XXII. Verste

118 14 8
                                    

Chris
Eva pisnęła nie tyle co z bólu, a z zaskoczenia. Zanim zdążyłem odsunąć Julie od niej już się podrapały. Tak biją się kobiety.

- Czy ty jesteś normalna? - warknąłem do Julie, wypychając ją na korytarz.

- Dlaczego mnie nie obroniłeś? - zmarszczyła brwi, a ja parsknąłem śmiechem. Podeszła do lustra i zaczęła poprawiać włosy. Cały czas tak robi.

- Julie, przecież zerwałem z tobą. - westchnąłem głęboko, opierając się o ścianę. - Teraz jestem z Evą.

- Dało się zauważyć. - rzuciła, wywracając oczami. - Ale to nie zmienia faktu, że ta twoja pulchna wybranka mnie zaatakowała. - parsknęła, a ja zacisnąłem szczękę.

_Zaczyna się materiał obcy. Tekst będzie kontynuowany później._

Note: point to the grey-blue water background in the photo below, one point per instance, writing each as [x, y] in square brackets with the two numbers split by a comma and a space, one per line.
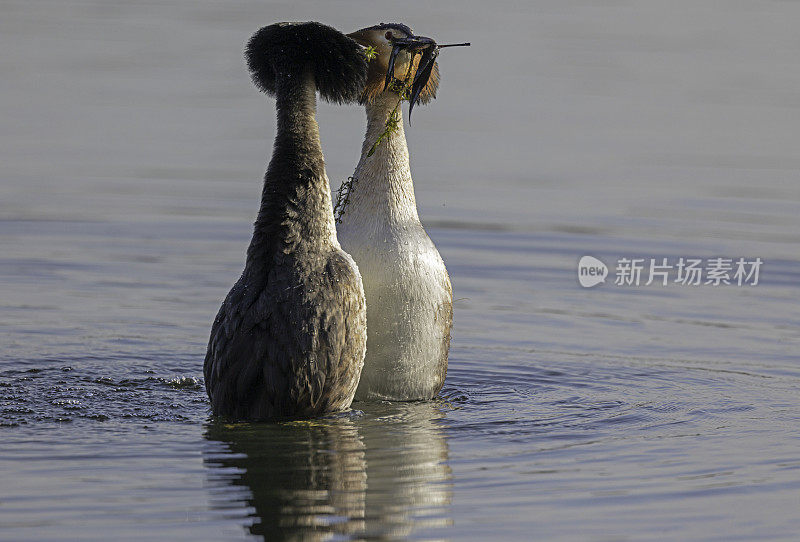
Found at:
[132, 149]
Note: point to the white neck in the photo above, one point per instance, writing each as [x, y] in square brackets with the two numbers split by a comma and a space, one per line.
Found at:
[382, 182]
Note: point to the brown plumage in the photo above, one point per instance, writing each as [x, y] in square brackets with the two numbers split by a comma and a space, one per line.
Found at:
[376, 36]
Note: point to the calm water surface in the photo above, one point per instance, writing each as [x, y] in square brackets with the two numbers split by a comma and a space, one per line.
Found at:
[131, 154]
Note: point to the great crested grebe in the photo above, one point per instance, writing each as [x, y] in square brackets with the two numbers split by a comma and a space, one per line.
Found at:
[289, 339]
[409, 297]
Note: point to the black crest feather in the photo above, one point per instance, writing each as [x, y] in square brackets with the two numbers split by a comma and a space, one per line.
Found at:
[284, 49]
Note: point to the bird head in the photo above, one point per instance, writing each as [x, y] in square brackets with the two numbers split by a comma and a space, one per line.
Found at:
[399, 57]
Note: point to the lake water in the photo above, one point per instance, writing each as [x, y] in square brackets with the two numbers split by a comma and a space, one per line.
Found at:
[132, 149]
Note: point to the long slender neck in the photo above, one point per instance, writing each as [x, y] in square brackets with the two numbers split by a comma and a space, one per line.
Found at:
[383, 182]
[296, 212]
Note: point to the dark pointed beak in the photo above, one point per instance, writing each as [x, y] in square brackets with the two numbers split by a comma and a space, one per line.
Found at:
[411, 44]
[430, 50]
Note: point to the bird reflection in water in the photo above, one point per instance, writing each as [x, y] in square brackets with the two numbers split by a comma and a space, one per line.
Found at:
[380, 475]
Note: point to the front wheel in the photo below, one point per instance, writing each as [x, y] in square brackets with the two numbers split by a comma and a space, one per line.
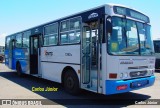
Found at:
[71, 82]
[19, 69]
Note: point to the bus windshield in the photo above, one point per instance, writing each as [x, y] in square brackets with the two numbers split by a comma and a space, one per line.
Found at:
[129, 37]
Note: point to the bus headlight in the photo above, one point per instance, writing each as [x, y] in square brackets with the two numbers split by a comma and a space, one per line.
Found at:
[123, 75]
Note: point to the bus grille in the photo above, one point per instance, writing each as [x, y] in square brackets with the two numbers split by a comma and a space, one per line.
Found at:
[138, 73]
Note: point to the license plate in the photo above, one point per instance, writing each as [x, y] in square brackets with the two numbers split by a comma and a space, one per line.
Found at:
[139, 83]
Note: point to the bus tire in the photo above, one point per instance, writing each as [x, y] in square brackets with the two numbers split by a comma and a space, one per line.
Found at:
[71, 82]
[19, 69]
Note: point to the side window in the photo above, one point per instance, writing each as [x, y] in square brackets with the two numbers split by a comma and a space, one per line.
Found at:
[50, 34]
[26, 38]
[19, 40]
[7, 42]
[70, 31]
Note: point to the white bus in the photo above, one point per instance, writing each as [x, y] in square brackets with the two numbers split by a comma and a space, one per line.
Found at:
[106, 50]
[157, 53]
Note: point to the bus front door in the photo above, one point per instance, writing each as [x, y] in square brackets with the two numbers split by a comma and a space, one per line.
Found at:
[34, 54]
[10, 57]
[90, 57]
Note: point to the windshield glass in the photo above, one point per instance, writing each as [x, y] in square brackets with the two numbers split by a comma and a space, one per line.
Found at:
[129, 38]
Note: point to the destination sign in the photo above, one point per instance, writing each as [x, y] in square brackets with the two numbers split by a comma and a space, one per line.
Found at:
[130, 13]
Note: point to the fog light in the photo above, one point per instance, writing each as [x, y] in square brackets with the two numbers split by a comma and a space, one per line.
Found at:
[121, 75]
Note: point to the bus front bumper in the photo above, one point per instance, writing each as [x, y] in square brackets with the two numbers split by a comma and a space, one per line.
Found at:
[122, 86]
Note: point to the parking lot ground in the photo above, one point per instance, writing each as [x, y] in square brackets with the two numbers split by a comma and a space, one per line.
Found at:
[14, 87]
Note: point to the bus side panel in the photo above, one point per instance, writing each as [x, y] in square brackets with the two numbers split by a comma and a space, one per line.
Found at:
[6, 57]
[53, 71]
[54, 59]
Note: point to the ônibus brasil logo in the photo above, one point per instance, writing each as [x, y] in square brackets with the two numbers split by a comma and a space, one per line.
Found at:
[48, 53]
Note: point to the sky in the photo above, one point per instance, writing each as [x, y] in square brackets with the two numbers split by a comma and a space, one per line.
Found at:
[18, 15]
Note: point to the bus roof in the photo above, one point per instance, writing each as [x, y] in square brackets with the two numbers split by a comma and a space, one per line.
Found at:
[108, 4]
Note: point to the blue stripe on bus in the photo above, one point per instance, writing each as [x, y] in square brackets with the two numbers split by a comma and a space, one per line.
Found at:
[111, 85]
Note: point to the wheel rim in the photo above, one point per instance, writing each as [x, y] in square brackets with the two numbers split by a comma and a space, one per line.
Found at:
[70, 82]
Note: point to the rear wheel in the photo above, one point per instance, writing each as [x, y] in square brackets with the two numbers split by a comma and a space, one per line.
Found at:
[71, 82]
[19, 69]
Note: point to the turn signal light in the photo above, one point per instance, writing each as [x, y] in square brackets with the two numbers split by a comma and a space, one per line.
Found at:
[122, 87]
[113, 75]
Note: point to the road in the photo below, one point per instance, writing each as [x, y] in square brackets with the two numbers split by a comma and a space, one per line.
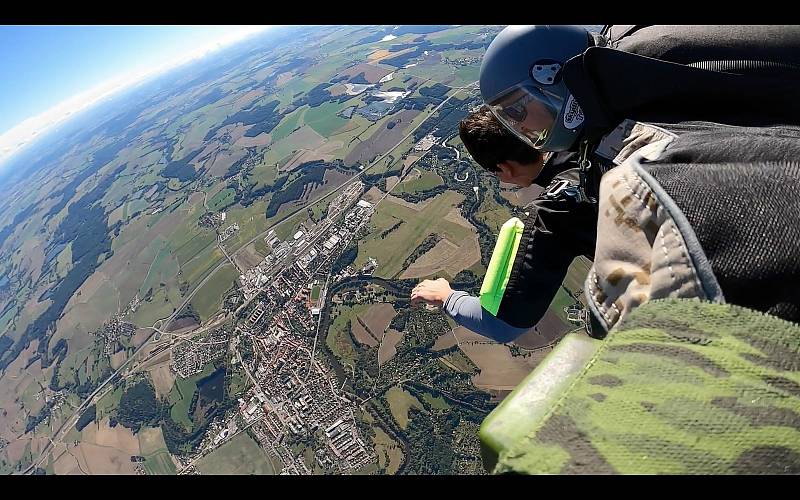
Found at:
[165, 322]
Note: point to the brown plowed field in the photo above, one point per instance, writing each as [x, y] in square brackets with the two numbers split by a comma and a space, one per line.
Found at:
[372, 73]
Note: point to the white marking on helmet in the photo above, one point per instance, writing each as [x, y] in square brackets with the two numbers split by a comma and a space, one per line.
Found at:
[573, 114]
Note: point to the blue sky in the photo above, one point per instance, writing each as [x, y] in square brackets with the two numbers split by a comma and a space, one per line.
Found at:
[41, 66]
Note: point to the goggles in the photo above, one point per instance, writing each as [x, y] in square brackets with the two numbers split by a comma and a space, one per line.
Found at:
[527, 111]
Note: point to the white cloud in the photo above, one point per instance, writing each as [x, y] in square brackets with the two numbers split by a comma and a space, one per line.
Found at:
[25, 132]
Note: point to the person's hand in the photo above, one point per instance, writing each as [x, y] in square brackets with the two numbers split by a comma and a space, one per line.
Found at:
[433, 292]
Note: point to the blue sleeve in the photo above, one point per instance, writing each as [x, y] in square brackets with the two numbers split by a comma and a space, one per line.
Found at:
[467, 312]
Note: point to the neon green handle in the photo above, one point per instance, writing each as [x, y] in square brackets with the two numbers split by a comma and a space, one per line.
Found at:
[499, 271]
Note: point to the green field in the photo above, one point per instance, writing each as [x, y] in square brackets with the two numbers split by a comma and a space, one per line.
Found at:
[180, 397]
[289, 123]
[154, 450]
[109, 403]
[221, 200]
[339, 340]
[208, 299]
[436, 402]
[416, 226]
[400, 402]
[323, 118]
[241, 455]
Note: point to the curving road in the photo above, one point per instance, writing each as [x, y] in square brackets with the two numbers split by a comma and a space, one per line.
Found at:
[165, 322]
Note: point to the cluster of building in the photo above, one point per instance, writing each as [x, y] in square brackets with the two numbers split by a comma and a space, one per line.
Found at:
[299, 401]
[228, 232]
[426, 143]
[311, 245]
[189, 357]
[112, 330]
[295, 400]
[212, 220]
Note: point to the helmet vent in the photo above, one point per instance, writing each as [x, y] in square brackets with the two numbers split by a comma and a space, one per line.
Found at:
[546, 72]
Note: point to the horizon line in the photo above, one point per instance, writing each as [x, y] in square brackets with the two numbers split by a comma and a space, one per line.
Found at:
[27, 132]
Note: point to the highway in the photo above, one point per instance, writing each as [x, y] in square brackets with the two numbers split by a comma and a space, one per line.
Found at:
[165, 322]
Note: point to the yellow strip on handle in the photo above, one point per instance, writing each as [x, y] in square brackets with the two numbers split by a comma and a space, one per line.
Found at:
[499, 271]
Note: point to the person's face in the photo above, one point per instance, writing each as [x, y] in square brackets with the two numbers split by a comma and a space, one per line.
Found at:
[520, 174]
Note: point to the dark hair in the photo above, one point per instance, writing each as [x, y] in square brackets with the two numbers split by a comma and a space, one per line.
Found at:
[489, 143]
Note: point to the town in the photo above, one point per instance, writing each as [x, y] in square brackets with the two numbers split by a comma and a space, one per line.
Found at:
[293, 404]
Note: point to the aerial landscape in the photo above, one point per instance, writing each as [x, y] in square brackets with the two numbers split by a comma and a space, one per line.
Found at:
[210, 272]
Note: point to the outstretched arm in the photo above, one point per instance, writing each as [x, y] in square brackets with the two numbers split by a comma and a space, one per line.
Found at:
[464, 309]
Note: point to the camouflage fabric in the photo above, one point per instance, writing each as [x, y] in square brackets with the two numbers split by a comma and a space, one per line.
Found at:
[641, 251]
[679, 386]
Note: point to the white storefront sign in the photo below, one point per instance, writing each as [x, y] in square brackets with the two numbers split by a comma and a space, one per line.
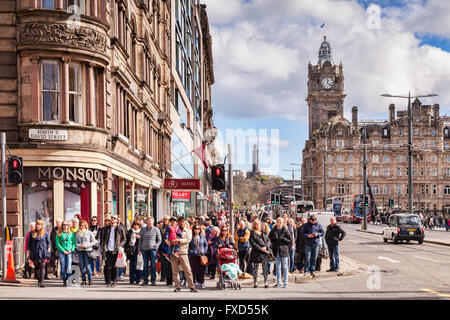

- Jak widzisz, ja wolę... Nie, nie tylko nie ja... Praktycznie 3/4 normalnych facetów - przerwałem, unosząc palec do góry. - Mieć za co złapać, a obijając się o ciebie można sobie nabić tylko siniaków. - zachichotałem, zauważając jej minę. Początkowo była tak zdziwiona, że nie mogła nic powiedzieć, ale po chwili na jej twarzy zaczęła malować się wściekłość.

- Twoje tłumaczenie jest żałosne, wiesz? - pokiwała głową, jakby potwierdzając własne słowa. - Jakoś nie narzekałeś, gdy pieprzyłeś mnie od tyłu na tym bankiecie.

- Właśnie widzisz, tak zaczęła się nasza znajomość i to dlatego między innymi ta relacja jest chora. - wzruszyłem ramionami, zauważając, że Eva wyszła z sypialni. Myślałem, że będzie wściekła, ale była rozbawiona.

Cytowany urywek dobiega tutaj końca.